27 Ocak 2014 Pazartesi

2.3.2008 tarihli günlüğümden,



Geçen hafta Berke, arkadaşının doğum gününe gittiğinde arkadaşına, annen nerede, diye sormuş; Can,, annem öldü, deyince oğlum sorduğu için çok utanmış ve çok üzülmüş. Akşam eve geldiğinde, "Can'ın annesi ölmüş, ne korkunç bir şey, çok üzüldüm...' derken elimi, beni kaybetme korkusuyla sıkı sıkı tutarken sesi titriyor, ağlamamak için kendini zor tutuyordu. 
     Sağlıklı olmaya ve olabildiğince uzun yaşamaya bunun için karar vermiştim bir süre önce. Hayat denen kurt kapanında, it dalaşında çocuklarımın yanında birkaç yıl daha fazla kalabilmek için zaten keyfe keder kullandığım ama arada sınırı aştığım alkolü ve sigarayı bırakmaya karar vermiştim.
     Senelerdir yalnızlığın ve sevgisizliğin acısına, ruhumdaki beni perişan eden dalgalanmalara güçlükle katlanıyorum. Arada yaşadıklarıma katlanmak için iki üç bira içip temizliğe girişiyor, şarkılar söyleyerek evin altından girip üstünden çıkıyorum; sonra da, 'Kanımda Serkan'dan geçen Hepatit B taşıyıcılığı var zaten, bir de içerek karaciğeri tahrip edip ömrümü kısaltıyorum.' diye kendimi suçluyorum. Madem ki dünyaya iki çocuk getirdim, hayatımı böyle hor kullanmaya, hayatla kumar oynamaya hakkım yok...
     Psikiyatrik tedaviye başlamaya bir türlü karar veremiyorum. Depresyon, anksiyete... doktorların her türlü soruna aynı ilacı vermeleri güven uyandırmıyor bende.

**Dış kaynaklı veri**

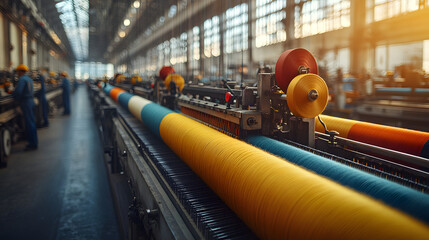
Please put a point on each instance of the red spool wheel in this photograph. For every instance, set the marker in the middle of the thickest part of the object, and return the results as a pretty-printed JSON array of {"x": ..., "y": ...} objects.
[
  {"x": 289, "y": 64},
  {"x": 165, "y": 71}
]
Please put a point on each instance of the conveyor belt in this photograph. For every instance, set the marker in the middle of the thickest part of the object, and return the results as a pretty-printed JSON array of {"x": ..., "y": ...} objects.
[{"x": 213, "y": 218}]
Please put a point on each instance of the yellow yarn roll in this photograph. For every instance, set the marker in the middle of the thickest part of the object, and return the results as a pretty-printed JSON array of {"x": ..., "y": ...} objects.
[
  {"x": 338, "y": 124},
  {"x": 277, "y": 199},
  {"x": 298, "y": 98}
]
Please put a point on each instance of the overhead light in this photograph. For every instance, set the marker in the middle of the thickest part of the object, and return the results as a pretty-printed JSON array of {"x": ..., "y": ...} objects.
[
  {"x": 136, "y": 4},
  {"x": 127, "y": 22}
]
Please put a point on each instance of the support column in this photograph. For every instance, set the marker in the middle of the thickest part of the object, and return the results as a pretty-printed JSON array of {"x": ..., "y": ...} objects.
[
  {"x": 289, "y": 23},
  {"x": 221, "y": 42},
  {"x": 358, "y": 48}
]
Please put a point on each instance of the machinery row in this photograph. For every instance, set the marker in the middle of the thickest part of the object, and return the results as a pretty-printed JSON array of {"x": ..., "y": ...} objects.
[
  {"x": 258, "y": 161},
  {"x": 11, "y": 117}
]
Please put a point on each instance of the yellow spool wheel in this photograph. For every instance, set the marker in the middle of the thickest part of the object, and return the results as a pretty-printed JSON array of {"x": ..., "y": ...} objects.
[
  {"x": 307, "y": 95},
  {"x": 176, "y": 78}
]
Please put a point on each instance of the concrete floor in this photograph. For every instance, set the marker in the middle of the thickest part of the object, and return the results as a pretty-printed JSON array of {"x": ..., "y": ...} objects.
[{"x": 61, "y": 190}]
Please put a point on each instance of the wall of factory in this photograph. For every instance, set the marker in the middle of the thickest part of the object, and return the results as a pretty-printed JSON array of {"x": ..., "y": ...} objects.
[
  {"x": 18, "y": 46},
  {"x": 335, "y": 32}
]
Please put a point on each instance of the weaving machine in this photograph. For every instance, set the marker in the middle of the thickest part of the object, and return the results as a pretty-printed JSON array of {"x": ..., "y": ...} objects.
[{"x": 189, "y": 180}]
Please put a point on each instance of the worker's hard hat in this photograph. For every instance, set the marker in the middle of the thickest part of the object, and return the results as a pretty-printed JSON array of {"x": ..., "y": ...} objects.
[{"x": 22, "y": 67}]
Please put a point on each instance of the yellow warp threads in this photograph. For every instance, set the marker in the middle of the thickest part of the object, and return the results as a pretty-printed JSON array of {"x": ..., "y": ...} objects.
[
  {"x": 277, "y": 199},
  {"x": 335, "y": 124}
]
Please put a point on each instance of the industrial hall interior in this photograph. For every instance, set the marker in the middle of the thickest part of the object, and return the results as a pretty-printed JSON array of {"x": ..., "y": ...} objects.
[{"x": 214, "y": 119}]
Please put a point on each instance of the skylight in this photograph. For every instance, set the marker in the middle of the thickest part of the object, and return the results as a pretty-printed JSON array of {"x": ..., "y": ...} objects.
[{"x": 74, "y": 16}]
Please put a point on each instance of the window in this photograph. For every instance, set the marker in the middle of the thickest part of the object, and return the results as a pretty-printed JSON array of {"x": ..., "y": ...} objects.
[
  {"x": 321, "y": 16},
  {"x": 179, "y": 49},
  {"x": 195, "y": 47},
  {"x": 211, "y": 37},
  {"x": 269, "y": 26},
  {"x": 236, "y": 29},
  {"x": 383, "y": 9}
]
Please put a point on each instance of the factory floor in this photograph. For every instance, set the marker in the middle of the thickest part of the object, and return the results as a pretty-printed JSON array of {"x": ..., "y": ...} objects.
[{"x": 59, "y": 191}]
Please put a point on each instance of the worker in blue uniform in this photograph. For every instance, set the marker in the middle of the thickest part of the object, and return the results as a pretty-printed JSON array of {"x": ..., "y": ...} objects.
[
  {"x": 42, "y": 97},
  {"x": 66, "y": 93},
  {"x": 24, "y": 95}
]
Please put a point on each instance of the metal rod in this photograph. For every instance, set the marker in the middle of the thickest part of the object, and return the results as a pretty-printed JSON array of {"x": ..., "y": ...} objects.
[{"x": 416, "y": 160}]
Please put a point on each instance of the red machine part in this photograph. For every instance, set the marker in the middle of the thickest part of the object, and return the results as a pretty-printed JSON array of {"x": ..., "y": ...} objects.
[
  {"x": 228, "y": 96},
  {"x": 289, "y": 64},
  {"x": 165, "y": 71}
]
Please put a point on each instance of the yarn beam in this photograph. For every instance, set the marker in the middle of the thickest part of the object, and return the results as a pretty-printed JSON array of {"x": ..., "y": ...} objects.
[
  {"x": 393, "y": 194},
  {"x": 399, "y": 139},
  {"x": 276, "y": 199}
]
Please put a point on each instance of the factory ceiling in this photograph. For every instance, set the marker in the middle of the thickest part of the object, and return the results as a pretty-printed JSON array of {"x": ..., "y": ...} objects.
[{"x": 88, "y": 27}]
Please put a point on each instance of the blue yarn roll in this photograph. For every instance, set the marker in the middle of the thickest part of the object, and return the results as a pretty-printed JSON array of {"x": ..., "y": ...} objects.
[
  {"x": 124, "y": 98},
  {"x": 152, "y": 115},
  {"x": 406, "y": 199}
]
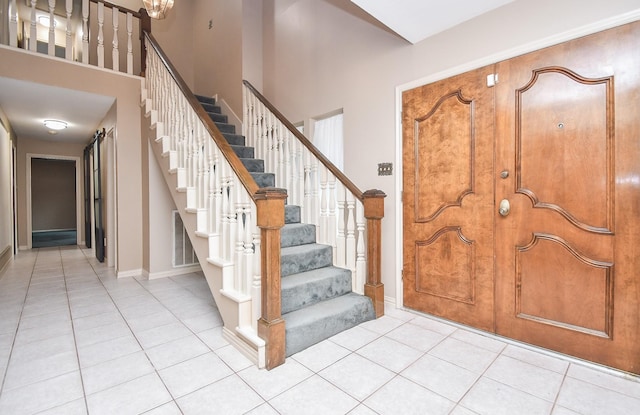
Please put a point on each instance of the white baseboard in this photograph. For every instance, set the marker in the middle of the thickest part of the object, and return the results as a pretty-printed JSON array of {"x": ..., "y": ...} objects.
[
  {"x": 129, "y": 273},
  {"x": 171, "y": 273}
]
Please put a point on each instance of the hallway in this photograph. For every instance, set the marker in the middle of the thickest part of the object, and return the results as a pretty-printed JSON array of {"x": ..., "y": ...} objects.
[{"x": 74, "y": 339}]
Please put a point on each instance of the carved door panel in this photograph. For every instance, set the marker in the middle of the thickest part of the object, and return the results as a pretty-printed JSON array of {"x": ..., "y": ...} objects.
[
  {"x": 568, "y": 132},
  {"x": 448, "y": 199},
  {"x": 559, "y": 266}
]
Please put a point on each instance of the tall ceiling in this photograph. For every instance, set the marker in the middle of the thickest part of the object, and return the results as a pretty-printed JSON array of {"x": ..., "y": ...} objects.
[
  {"x": 416, "y": 20},
  {"x": 28, "y": 104}
]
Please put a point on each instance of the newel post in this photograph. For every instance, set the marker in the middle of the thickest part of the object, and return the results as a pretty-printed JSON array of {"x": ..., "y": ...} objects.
[
  {"x": 374, "y": 212},
  {"x": 145, "y": 26},
  {"x": 270, "y": 206}
]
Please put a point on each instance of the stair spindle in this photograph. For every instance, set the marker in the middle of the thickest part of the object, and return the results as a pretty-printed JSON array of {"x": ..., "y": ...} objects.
[{"x": 68, "y": 51}]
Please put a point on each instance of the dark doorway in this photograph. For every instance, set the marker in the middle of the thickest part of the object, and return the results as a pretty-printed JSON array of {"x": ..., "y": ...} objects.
[{"x": 53, "y": 202}]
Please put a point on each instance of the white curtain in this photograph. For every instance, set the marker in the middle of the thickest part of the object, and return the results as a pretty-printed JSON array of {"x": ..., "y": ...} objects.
[{"x": 329, "y": 138}]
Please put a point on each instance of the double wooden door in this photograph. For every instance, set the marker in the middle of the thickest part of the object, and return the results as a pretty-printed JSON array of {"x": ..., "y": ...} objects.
[{"x": 522, "y": 200}]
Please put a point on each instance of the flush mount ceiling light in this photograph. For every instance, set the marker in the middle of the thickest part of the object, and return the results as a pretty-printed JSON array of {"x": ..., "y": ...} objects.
[
  {"x": 157, "y": 9},
  {"x": 55, "y": 124}
]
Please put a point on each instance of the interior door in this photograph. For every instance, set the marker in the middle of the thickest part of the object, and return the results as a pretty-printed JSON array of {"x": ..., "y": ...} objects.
[
  {"x": 448, "y": 199},
  {"x": 540, "y": 246},
  {"x": 568, "y": 133},
  {"x": 97, "y": 199}
]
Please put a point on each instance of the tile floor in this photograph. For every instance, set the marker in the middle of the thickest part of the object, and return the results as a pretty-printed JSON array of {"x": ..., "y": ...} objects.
[{"x": 75, "y": 340}]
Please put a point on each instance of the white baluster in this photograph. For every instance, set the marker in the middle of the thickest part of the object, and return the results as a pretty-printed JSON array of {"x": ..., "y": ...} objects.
[
  {"x": 324, "y": 206},
  {"x": 361, "y": 261},
  {"x": 13, "y": 24},
  {"x": 256, "y": 290},
  {"x": 307, "y": 211},
  {"x": 351, "y": 232},
  {"x": 115, "y": 53},
  {"x": 231, "y": 216},
  {"x": 52, "y": 28},
  {"x": 100, "y": 35},
  {"x": 331, "y": 214},
  {"x": 85, "y": 31},
  {"x": 248, "y": 243},
  {"x": 68, "y": 51},
  {"x": 239, "y": 239},
  {"x": 341, "y": 236},
  {"x": 281, "y": 175},
  {"x": 315, "y": 189},
  {"x": 33, "y": 34},
  {"x": 129, "y": 43}
]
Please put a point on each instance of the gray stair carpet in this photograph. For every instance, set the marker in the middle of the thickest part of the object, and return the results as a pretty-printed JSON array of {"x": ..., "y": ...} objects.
[{"x": 317, "y": 301}]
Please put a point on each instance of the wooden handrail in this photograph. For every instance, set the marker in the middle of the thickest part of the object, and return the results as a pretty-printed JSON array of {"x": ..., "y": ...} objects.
[
  {"x": 305, "y": 141},
  {"x": 240, "y": 170},
  {"x": 120, "y": 8}
]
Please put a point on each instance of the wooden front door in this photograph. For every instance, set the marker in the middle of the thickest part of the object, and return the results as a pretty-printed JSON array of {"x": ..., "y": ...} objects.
[
  {"x": 448, "y": 199},
  {"x": 566, "y": 139}
]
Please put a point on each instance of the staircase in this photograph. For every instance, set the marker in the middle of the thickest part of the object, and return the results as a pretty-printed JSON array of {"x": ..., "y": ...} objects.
[{"x": 317, "y": 301}]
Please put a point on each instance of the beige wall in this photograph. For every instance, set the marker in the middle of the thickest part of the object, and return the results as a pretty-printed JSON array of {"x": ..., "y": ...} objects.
[
  {"x": 25, "y": 146},
  {"x": 6, "y": 189},
  {"x": 53, "y": 194},
  {"x": 126, "y": 92},
  {"x": 218, "y": 51},
  {"x": 320, "y": 56}
]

Bir de ilaçların yan etkilerine katlanmak kabir azabı... Kendi kendime de toparlanamıyorum ama... Bitkisel reçeteler, yoga, falan fişman... ne yaptıysam ruhumu dengeye oturtamıyorum. Gayet mutlu, neşeli, herşey yolunda, derken... hava bulutlanıp yağmura dönünce ben tırlatıyorum, nefes alamıyorum, çıldıracak gibi oluyorum. Anksiyete mi, panik atak mı neyse ne, bilmiyorum ama yağmurdan, şimşekten, gök gürültüsünden dehşete düşüyorum, çok korkuyorum; durup durup pencereden dışarı bakıyorum, yağmur kesilmiş mi, bulutlar biraz olsun aralanmış mı diye... Depresyonda olmadığımı biliyorum çok şükür, bu da az şey değil ama her yağmurda, yusuf yusuf, demek de bitiriyor beni ...Gerginlik kalbimi yoruyor, tüm bedenimi hırpalıyor; bütün kemiklerim sızlıyor bu korku nöbetlerinde. Yağmurlu havalarda deprem olacak diye korkudan ölüyorum. İzmir'de depremi yaşarken yağmur yağıyordu ve bu bende kalıcı hasar bıraktı, bir türlü atlatamıyorum; her an altımdaki yer sallanıyormuş gibi geliyor. Çocuklar gerginliğimi, korkumu fark etmesinler diye insanüstü çaba gösteriyorum. Hele yağmurlu havalarda Serkan evden uzakta görevdeyse, başucuma fenerler, mumlar, koridora şemsiyeler, askıya montlar, kol içine çoraplar yerleştirip, tedirgin, korkulu bir uykuya yatıyorum.Uzun zamandır bu korkuyu atamadım üstümden. Öyle zamanlarda sokaktaki insanlara bakıp, "Her şey yolunda, sadece yağmur yağıyor, bak insanlar sokakta dolaşıyorlar, anormal bir durum yok, korkacak hiçbir şey yok." diye kendime moral vermeye çalışıyorum. Ne yaparsam yapayım, yağmur kesilinceye kadar kalbim deli gibi atıyor, huzur bulmuyor. Yağmurdan sonra dayak yemiş gibi, uzun zaman kendimi toparlamaya çalışıyorum.